FunAudioLLM
A Basic Model for Speech Understanding and Generation in Natural Interaction
- High precision multilingual speech recognition: supports speech recognition for over 50 languages with extremely low latency.
- Emotion recognition: capable of recognizing emotions in speech and enhancing interactive experience.
- Audio event detection: Identify specific events in audio, such as music, applause, laughter, etc.
- Natural speech generation: The CosyVoice model can generate speech with natural fluency and multilingual support.
- Zero sample context generation: Generate speech with specific context without additional training.
- Cross language speech cloning: capable of replicating speech styles from different languages.

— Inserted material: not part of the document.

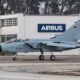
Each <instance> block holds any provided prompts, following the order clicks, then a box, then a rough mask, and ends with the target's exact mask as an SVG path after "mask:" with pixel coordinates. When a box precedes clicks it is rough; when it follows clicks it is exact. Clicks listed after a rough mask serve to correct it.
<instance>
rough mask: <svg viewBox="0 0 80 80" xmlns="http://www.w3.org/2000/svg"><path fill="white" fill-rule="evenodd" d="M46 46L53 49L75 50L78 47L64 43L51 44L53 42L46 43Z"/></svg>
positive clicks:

- Instruction following ability: Generate corresponding style of speech based on user instructions.
Product Details
FunAudioLLM is a framework designed to enhance natural speech interaction between humans and Large Language Models (LLMs). It includes two innovative models: SenseVoice is responsible for high-precision multilingual speech recognition, emotion recognition, and audio event detection; CosyVoice is responsible for natural speech generation, supporting multiple languages, timbre, and emotion control. SenseVoice supports over 50 languages and has extremely low latency; CosyVoice excels in multilingual speech generation, zero sample context generation, cross language speech cloning, and instruction following capabilities. The relevant models have been open sourced on Modelscope and Huggingface, and the corresponding training, inference, and fine-tuning code has been released on GitHub.